Je m'en voulais tellement que j'en venais à me haïr, mêlant haine et culpabilité au sein de mon petit cœur qui n'en finissait plus de s'affoler. Je m'en voulais pour tellement de raisons que mes dix doigts n'étaient pas suffisants pour toutes les compter. Et, même si j'avais essayé, je crois que je n'aurais pas pu les énumérer. Il y en avait trop, et si liées les unes aux autres qu'elles semblaient s'accrocher toutes ensemble à la manière des atomes d'une molécule, n'en formant plus qu'une, immense, énorme, et surtout trop difficile à admettre pour la jeune curieuse que j'étais : je m'en voulais de ne pas avoir compris plus tôt alors que tout se trouvait sous mes yeux depuis le départ.

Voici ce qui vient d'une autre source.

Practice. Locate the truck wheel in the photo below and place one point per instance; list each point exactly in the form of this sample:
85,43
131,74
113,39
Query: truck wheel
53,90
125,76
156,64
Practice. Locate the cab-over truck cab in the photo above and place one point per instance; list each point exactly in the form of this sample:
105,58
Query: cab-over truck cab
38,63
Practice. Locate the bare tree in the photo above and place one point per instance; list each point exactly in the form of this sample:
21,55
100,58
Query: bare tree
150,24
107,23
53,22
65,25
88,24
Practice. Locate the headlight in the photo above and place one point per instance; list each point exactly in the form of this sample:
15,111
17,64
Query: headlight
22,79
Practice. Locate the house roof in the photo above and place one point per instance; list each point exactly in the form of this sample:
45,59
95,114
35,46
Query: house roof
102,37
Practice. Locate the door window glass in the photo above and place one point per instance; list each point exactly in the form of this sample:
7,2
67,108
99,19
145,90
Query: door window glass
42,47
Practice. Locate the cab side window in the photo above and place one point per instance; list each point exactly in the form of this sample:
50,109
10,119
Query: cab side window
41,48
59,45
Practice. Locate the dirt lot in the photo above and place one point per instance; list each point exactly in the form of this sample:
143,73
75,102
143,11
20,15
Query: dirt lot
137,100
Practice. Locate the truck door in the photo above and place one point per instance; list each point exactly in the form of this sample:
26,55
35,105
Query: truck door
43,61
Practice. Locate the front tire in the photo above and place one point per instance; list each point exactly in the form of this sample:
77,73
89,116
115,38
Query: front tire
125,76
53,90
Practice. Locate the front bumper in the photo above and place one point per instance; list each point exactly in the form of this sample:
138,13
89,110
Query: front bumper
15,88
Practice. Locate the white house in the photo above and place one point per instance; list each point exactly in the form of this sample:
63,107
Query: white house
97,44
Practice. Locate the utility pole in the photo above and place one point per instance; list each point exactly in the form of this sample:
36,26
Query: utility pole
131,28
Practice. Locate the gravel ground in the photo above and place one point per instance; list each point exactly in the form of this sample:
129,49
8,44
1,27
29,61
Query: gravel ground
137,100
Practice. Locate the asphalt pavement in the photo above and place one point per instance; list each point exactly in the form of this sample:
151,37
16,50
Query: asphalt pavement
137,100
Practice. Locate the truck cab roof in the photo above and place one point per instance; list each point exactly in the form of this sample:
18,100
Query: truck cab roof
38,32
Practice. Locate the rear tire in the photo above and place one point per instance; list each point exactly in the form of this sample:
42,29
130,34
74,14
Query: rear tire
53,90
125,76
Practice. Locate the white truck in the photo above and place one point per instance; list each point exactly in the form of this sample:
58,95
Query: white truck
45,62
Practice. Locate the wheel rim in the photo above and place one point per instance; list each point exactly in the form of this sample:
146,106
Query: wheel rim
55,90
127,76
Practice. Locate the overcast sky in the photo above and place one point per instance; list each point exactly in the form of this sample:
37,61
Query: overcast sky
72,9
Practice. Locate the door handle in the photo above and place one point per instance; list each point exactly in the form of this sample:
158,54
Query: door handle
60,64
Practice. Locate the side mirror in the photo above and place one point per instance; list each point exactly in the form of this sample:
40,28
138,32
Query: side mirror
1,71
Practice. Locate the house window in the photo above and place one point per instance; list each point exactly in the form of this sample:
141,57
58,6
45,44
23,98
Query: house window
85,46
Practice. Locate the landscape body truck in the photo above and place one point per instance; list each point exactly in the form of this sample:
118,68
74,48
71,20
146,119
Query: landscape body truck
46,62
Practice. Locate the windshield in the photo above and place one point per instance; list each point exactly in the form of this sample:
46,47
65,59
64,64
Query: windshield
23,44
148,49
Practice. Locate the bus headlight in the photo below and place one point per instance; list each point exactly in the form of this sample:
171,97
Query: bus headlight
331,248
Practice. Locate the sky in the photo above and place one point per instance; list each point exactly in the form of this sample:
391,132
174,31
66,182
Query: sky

J'avais beau essayer de le nier, c'était la pure et simple vérité. Que ça soit le rêve que j'avais fait, les circonstances nébuleuses de la mort de mon grand-père ou encore cette attaque à Cabourg au cours de laquelle mon arrière-grand-père avait perdu la vie dont ma grand-mère m'avait déjà parlé à Noël de l'année précédente, beaucoup de choses auraient dû me mettre la puce à l'oreille, et moi, je n'avais fait que les ignorer. Maintenant, je n'avais plus qu'à affronter les conséquences de mon manque de jugeote. L'Éventrée s'était bien moquée de moi en disant que je n'avais pas à avoir peur d'elle puisqu'elle ne pouvait pas m'atteindre physiquement ! Ses mots étaient bien pires que tous les sorts qu'elle aurait pu me lancer, et ma douleur intérieure plus terrible que celle qu'auraient entraînée quelques contusions.

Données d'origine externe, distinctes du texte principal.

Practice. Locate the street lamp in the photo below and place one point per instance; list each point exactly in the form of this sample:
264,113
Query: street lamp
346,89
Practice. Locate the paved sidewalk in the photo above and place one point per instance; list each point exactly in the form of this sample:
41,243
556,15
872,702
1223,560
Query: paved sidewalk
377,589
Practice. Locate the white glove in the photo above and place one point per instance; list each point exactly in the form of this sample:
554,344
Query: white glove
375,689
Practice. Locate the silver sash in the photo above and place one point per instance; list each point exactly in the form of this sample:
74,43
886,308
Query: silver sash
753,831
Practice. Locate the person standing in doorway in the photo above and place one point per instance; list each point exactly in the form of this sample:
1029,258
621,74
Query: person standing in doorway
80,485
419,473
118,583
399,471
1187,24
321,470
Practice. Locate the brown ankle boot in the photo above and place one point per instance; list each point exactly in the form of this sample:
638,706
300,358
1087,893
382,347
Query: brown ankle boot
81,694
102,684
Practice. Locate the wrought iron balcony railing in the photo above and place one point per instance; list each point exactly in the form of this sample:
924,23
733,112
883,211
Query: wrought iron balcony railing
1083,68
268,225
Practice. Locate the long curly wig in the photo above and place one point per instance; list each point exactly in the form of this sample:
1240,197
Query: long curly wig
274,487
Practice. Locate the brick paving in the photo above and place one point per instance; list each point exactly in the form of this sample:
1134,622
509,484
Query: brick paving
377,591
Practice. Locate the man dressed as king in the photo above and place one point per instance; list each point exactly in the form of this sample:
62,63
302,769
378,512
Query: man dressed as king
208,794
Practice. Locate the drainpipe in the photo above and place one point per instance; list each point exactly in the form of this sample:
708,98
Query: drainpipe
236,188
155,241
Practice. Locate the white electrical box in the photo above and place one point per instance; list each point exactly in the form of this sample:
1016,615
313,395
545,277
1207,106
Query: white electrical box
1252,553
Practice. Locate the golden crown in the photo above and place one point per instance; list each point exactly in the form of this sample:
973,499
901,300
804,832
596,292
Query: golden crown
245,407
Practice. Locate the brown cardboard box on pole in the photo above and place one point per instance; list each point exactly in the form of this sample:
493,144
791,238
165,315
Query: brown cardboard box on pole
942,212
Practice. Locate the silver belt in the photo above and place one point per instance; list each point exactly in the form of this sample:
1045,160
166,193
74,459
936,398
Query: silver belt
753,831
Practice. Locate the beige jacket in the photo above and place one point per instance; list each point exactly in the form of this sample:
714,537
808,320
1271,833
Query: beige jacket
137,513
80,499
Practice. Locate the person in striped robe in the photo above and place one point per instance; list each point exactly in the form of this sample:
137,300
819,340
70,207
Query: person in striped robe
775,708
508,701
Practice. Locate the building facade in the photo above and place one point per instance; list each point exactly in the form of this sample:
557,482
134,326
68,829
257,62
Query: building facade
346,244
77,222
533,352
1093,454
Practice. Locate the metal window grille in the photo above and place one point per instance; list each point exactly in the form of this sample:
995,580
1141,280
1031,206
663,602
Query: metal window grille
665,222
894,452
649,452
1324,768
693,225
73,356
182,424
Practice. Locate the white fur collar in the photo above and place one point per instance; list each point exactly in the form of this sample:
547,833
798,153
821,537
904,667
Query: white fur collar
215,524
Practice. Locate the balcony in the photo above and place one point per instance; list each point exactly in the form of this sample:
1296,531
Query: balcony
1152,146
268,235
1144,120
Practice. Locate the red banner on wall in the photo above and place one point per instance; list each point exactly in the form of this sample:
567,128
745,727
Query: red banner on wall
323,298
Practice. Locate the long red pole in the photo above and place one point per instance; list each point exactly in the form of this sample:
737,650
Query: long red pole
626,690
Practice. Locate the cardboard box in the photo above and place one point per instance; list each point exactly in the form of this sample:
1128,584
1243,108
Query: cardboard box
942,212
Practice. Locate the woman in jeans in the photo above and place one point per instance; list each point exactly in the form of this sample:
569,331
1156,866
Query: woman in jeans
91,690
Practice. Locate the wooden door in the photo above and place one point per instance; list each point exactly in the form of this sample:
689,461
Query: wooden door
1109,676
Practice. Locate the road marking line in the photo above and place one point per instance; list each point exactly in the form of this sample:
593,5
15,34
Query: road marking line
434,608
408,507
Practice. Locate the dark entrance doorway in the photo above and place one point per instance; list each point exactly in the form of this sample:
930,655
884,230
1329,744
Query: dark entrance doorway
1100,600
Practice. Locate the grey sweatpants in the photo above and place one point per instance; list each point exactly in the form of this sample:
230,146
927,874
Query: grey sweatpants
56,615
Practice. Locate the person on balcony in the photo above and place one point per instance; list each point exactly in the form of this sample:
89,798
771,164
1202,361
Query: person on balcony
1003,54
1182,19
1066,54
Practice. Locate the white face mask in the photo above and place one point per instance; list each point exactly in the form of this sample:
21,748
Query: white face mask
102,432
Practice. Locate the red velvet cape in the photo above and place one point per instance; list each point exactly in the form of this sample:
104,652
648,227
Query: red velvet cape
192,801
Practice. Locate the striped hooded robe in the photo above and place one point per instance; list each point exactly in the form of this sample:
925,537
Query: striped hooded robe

Quand je sortis du lit cet après-midi-là, ce ne fut que pour débiter mon premier mensonge. Pourquoi, me demanderez-vous ? Eh bien parce que je n'avais pas le choix. Dès les rideaux écarlates de mon lit tirés, je fis face aux deux regards inquiets et interrogateurs d'Angel et de Becca. Elles me barraient toute possibilité d'issue vers la porte du dortoir ou celle menant à la salle de bains, et je sentais bien qu'elles ne me laisseraient jamais sortir sans avoir reçu des explications pour ma brusque faiblesse de la veille au soir. Pour être honnête, je ne me souviens plus de la débilité que j'avais sortie. Quelque chose à propos de la santé de ma grand-mère, il me semble. Un risque de maladie ou quelque chose de cette veine.

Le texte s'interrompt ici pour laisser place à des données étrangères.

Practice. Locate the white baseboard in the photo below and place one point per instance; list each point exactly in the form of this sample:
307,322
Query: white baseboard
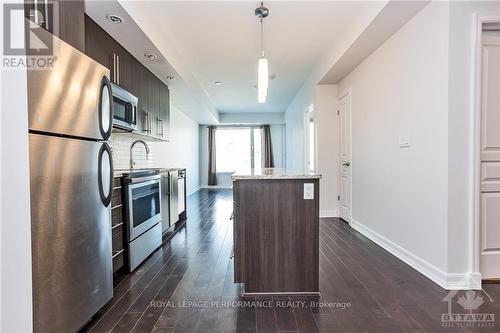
329,213
446,281
216,186
194,191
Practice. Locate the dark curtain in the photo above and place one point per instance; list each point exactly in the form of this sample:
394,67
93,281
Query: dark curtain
212,173
267,147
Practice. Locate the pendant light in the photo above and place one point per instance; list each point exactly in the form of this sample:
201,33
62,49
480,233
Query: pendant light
263,65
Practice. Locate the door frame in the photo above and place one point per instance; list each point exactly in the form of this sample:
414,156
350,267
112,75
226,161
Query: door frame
339,165
475,227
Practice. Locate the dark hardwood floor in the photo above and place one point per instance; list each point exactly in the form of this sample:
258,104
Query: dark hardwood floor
187,286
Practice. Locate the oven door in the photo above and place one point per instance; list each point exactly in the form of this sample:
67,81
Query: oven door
124,114
144,207
124,108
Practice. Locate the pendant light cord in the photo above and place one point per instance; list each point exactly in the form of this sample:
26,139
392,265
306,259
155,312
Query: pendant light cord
262,33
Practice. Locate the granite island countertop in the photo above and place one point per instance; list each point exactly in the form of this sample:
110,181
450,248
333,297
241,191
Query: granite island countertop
273,173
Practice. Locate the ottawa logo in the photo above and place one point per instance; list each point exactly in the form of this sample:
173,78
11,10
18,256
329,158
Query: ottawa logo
467,313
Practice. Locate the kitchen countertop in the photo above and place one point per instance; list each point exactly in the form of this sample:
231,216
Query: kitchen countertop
273,173
120,172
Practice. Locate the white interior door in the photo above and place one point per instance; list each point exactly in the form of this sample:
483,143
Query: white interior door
490,158
345,158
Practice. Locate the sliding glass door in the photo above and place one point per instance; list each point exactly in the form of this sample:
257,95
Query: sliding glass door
238,148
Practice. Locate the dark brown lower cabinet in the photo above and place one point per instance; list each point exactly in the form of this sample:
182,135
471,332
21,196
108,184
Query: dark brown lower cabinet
276,236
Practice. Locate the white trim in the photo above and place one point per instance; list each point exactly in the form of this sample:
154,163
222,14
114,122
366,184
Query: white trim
329,213
194,191
446,281
348,91
474,229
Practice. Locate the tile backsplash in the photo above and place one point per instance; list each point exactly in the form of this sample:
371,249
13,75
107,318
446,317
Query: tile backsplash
120,144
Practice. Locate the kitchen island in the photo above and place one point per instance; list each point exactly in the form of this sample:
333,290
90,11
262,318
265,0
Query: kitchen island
276,231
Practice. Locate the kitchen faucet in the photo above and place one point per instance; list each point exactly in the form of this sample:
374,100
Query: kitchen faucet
132,146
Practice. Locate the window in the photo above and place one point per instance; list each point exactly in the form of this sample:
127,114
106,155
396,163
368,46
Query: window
237,148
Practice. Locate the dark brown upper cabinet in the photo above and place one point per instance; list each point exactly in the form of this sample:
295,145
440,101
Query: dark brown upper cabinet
65,19
164,111
107,51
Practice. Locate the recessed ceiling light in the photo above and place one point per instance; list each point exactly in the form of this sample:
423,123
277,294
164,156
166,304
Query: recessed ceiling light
150,56
114,19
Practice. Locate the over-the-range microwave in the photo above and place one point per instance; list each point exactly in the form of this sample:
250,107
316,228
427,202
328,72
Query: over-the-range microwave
124,109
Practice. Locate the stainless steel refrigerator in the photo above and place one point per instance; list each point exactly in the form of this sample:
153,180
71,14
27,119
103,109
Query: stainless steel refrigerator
71,179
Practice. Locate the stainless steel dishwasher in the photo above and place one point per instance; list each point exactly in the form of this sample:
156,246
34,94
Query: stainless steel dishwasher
174,196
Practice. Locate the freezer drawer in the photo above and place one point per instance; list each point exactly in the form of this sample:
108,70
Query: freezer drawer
71,189
71,98
174,197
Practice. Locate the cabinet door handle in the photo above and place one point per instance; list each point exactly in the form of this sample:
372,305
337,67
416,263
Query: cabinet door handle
146,114
118,69
160,126
150,125
114,68
46,18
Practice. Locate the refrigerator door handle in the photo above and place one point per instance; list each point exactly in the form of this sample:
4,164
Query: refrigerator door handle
105,185
105,108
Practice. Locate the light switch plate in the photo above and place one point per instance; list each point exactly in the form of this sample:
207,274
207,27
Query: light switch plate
404,141
308,191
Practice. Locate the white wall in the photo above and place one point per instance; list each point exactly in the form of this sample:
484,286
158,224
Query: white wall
181,151
461,124
327,147
15,228
400,194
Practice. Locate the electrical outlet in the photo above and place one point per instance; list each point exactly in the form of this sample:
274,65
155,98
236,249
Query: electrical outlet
308,191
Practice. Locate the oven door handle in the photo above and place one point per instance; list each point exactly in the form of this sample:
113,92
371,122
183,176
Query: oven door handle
144,180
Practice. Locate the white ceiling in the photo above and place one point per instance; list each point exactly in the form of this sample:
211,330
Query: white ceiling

Quelle importance dans cette histoire, de toute façon ? Ce qui comptait réellement, c'était que j'avais été obligée de choisir entre faire du mal à Joyce ou mentir à Angel, et que je n'avais pu me résoudre à opter pour la première solution... Si je révélais à Angel ce que j'avais appris au sujet de son frère et de la réelle raison pour laquelle il avait été envoyé à Azkaban, je savais qu'elle chercherait à se venger et à faire payer aux deux aînés Lestrange ce qu'ils avaient infligé à Bellamy en les traînant en justice. Or cela aurait eu pour effet de briser le serment inviolable qu'avaient passé Ariane et Edwin Martins et aurait conduit à la mort de ce dernier. Et comment, je vous le demande, étais-je censée infliger à Joyce la nouvelle perte d'une figure paternelle ? Mentir à Angel revenait à moins de sacrifices mais cela ne me réjouissait pas pour autant, bien au contraire. Quelle amie étais-je pour lui cacher un truc pareil ? Quelque chose qui changerait sans aucun doute sa perception de ses parents qui, vraisemblablement, lui avaient aussi menti ? Comment devais-je continuer à me comporter naturellement avec elle tout en sachant ça ? Bien évidemment, je n'ai jamais pu répondre à ces questions. Je me suis contentée de mentir comme je savais si bien le faire, en garce impuissante que j'étais.